Context: The Krishna river dispute has taken a new turn with Maharashtra and Karnataka CMs agreeing to jointly oppose Andhra Pradesh’s application seeking a relook at the Krishna Water Disputes Tribunal’s 2010 order on water distribution between the riparian states.

 

What is the Krishna river dispute, and what has been done to resolve it?

The Krishna:

  1. It is an east-flowing river.
  2. Originates at Mahabaleshwar in Maharashtra and merges with the Bay of Bengal, flowing through Maharashtra, Karnataka, Telangana and Andhra Pradesh.
  3. Basin: Together with its tributaries, it forms a vast basin that covers 33% of the total area of the four states.

 

What is the dispute all about?

The dispute began with the erstwhile Hyderabad and Mysore states, and later continuing between successors Maharashtra, Karnataka and Andhra Pradesh.

In 1969, the Krishna Water Disputes Tribunal (KWDT) was set up under the Inter-State River Water Dispute Act, 1956, and presented its report in 1973.
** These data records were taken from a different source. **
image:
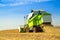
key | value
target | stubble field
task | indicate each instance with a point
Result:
(50, 33)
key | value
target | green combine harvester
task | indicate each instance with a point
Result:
(36, 20)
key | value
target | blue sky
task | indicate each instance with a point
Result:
(12, 12)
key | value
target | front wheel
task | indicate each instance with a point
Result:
(27, 29)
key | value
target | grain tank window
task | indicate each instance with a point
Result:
(39, 13)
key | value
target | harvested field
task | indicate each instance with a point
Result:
(50, 33)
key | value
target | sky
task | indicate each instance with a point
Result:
(12, 12)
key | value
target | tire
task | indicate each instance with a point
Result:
(27, 29)
(34, 29)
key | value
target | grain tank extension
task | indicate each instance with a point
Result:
(36, 20)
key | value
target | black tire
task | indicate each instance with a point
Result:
(27, 29)
(34, 29)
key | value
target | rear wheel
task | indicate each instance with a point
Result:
(34, 29)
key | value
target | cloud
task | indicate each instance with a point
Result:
(18, 2)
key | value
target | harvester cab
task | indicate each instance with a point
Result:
(36, 20)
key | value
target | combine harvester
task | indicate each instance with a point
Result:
(36, 21)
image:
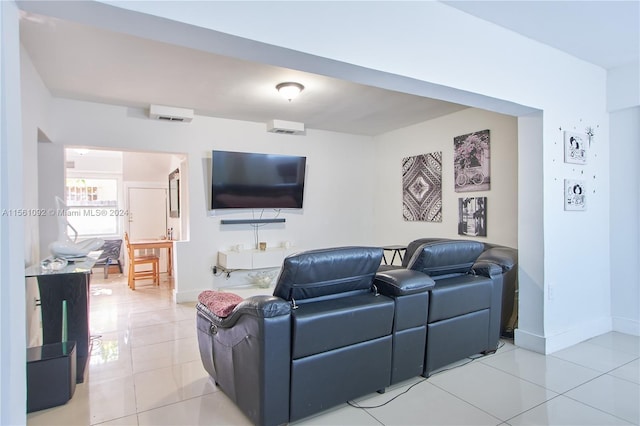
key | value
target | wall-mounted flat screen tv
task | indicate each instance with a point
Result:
(242, 180)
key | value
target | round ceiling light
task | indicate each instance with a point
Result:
(289, 90)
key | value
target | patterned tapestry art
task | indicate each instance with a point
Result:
(422, 187)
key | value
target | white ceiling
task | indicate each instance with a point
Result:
(605, 33)
(87, 63)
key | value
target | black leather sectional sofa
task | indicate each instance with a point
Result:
(337, 328)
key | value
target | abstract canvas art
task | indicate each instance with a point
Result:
(471, 161)
(422, 187)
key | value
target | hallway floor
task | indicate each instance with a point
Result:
(145, 369)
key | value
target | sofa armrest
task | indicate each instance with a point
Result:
(487, 269)
(256, 306)
(401, 282)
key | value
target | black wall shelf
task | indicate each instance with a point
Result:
(250, 221)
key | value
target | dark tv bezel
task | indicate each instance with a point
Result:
(298, 206)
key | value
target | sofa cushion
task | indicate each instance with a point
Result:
(218, 302)
(329, 324)
(317, 273)
(459, 295)
(446, 257)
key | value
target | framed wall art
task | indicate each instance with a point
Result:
(472, 216)
(471, 162)
(422, 187)
(575, 147)
(575, 193)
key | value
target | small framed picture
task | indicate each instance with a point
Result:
(472, 216)
(575, 194)
(575, 148)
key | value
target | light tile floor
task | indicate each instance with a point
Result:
(145, 369)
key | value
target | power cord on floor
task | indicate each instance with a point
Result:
(469, 361)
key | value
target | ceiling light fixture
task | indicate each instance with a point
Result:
(289, 90)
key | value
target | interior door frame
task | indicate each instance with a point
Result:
(143, 185)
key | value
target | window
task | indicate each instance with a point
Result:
(93, 205)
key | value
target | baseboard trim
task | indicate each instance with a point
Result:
(626, 326)
(187, 296)
(563, 339)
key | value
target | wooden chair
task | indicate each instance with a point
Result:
(135, 260)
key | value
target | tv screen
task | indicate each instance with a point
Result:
(241, 180)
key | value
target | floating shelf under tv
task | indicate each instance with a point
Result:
(250, 221)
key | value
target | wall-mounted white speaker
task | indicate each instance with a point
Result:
(285, 127)
(167, 113)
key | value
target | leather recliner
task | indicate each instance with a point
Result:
(465, 305)
(332, 331)
(504, 257)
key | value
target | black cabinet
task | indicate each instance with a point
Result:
(51, 375)
(71, 284)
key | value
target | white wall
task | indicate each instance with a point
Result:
(437, 135)
(625, 212)
(623, 101)
(434, 47)
(339, 191)
(12, 227)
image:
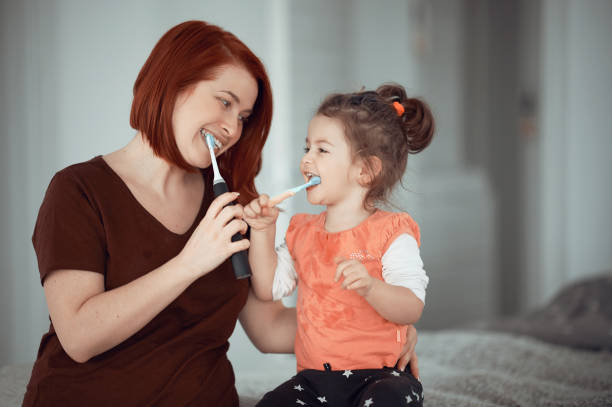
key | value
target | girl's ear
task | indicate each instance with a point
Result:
(370, 169)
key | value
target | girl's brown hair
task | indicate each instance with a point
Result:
(188, 53)
(374, 128)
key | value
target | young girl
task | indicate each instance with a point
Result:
(360, 274)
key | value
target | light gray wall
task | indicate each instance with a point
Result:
(66, 79)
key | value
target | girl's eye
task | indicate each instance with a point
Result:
(226, 103)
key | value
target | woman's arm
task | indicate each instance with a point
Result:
(269, 325)
(89, 320)
(262, 256)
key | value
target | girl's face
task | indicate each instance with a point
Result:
(328, 155)
(219, 106)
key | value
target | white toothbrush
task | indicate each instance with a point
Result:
(240, 262)
(316, 180)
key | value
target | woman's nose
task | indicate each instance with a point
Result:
(231, 125)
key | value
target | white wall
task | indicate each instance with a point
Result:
(571, 228)
(68, 68)
(66, 79)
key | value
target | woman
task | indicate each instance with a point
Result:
(133, 249)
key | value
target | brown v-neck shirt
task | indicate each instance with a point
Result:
(89, 220)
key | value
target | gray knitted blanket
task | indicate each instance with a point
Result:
(477, 368)
(458, 368)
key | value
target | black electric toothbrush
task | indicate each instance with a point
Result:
(240, 261)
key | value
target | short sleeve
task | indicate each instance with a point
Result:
(399, 223)
(285, 277)
(69, 233)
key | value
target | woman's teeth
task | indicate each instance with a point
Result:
(216, 142)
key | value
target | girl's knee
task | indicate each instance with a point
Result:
(390, 392)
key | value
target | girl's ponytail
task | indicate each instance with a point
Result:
(415, 115)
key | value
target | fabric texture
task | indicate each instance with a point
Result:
(339, 326)
(89, 220)
(347, 388)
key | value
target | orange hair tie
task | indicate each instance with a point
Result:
(398, 108)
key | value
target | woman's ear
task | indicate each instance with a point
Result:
(370, 168)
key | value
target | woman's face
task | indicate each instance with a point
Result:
(328, 155)
(219, 106)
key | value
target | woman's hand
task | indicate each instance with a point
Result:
(211, 242)
(408, 354)
(259, 214)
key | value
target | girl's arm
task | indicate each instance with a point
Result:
(269, 325)
(262, 256)
(392, 299)
(89, 320)
(394, 303)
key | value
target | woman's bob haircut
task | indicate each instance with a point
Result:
(189, 53)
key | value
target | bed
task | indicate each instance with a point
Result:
(559, 355)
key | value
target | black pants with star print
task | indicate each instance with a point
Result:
(347, 388)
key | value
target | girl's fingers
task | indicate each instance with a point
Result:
(230, 212)
(248, 212)
(263, 200)
(240, 245)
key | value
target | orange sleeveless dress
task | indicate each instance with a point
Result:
(335, 325)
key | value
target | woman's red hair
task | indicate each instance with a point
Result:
(188, 53)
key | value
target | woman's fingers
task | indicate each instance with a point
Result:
(414, 366)
(220, 203)
(235, 226)
(230, 212)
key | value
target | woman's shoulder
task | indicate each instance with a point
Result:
(94, 167)
(304, 219)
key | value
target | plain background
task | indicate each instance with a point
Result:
(513, 196)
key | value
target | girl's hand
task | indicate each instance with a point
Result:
(211, 242)
(408, 354)
(259, 214)
(355, 275)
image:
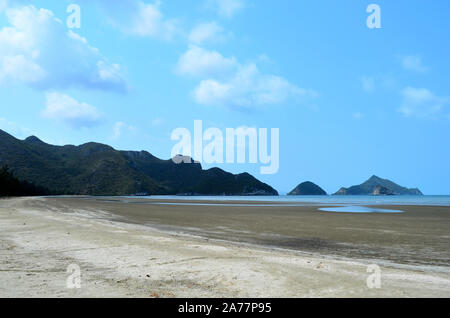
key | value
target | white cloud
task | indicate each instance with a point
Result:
(248, 88)
(135, 17)
(37, 50)
(226, 82)
(368, 84)
(227, 8)
(14, 129)
(207, 32)
(421, 102)
(413, 63)
(119, 127)
(69, 111)
(358, 115)
(203, 63)
(157, 121)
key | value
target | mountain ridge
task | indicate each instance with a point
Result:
(307, 188)
(99, 169)
(378, 186)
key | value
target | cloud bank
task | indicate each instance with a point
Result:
(37, 49)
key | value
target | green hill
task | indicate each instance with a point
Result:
(378, 186)
(307, 188)
(97, 169)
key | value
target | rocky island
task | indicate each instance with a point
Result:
(378, 186)
(307, 188)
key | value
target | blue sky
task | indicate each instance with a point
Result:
(349, 101)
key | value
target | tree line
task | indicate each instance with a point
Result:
(11, 186)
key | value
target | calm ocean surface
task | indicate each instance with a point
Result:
(437, 200)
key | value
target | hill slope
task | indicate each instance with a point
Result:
(97, 169)
(307, 188)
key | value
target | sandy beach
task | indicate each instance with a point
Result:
(144, 248)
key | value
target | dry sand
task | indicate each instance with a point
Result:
(122, 252)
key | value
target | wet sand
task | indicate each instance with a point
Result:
(144, 249)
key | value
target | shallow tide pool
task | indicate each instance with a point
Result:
(358, 209)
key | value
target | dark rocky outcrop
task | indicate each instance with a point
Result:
(378, 186)
(307, 188)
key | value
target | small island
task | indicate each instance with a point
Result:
(307, 188)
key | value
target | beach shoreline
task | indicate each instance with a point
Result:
(122, 251)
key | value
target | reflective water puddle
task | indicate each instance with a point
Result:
(359, 209)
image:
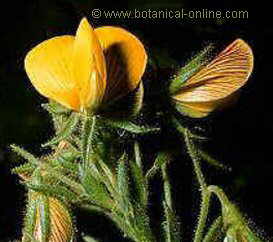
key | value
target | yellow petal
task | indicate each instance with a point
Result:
(203, 109)
(89, 66)
(70, 70)
(224, 75)
(125, 60)
(49, 68)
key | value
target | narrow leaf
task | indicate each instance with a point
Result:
(67, 130)
(88, 134)
(215, 233)
(26, 155)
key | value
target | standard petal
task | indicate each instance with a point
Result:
(89, 66)
(49, 68)
(224, 75)
(125, 60)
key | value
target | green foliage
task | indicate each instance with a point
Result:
(66, 131)
(190, 69)
(89, 166)
(131, 127)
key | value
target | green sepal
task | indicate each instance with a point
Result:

The report, which was published in 1976, divided the 2060 TMC (thousand million cubic feet) of Krishna water at 75 per cent dependability into three parts:

  1. 560 TMC for Maharashtra.
  2. 700 TMC for Karnataka.
  3. 800 TMC for Andhra Pradesh.

 

Revised order:

  1. At the same time, it was stipulated that the KWDT order may be reviewed or revised by a competent authority or tribunal any time after May 31, 2000.
  2. Afterward, as new grievances arose between the states, the second KWDT was instituted in 2004.
  3. It delivered its report in 2010, which made allocations of the Krishna water at 65 per cent dependability and for surplus flows as follows: 81 TMC for Maharashtra, 177 TMC for Karnataka, and 190 TMC for Andhra Pradesh.

 

What is Andhra Pradesh demanding now?

  1. In 2013, the KWDT issued a ‘further report’, which was again challenged by Andhra Pradesh in the Supreme Court in 2014. After the creation of Telangana from Andhra Pradesh in 2014, the Water Resources Ministry has been extending the duration of the KWDT.
  2. Andhra Pradesh has since asked that Telangana be included as a separate party at the KWDT and that the allocation of Krishna waters be reworked among four states, instead of three. It is relying on Section 89 of The Andhra Pradesh State Reorganisation Act, 2014.

 

Opposition by Karnataka and Maharashtra:

Maharashtra and Karnataka said: “Telangana was created following bifurcation of Andhra Pradesh. Therefore, allocation of water should be from Andhra Pradesh’s share which was approved by the tribunal.”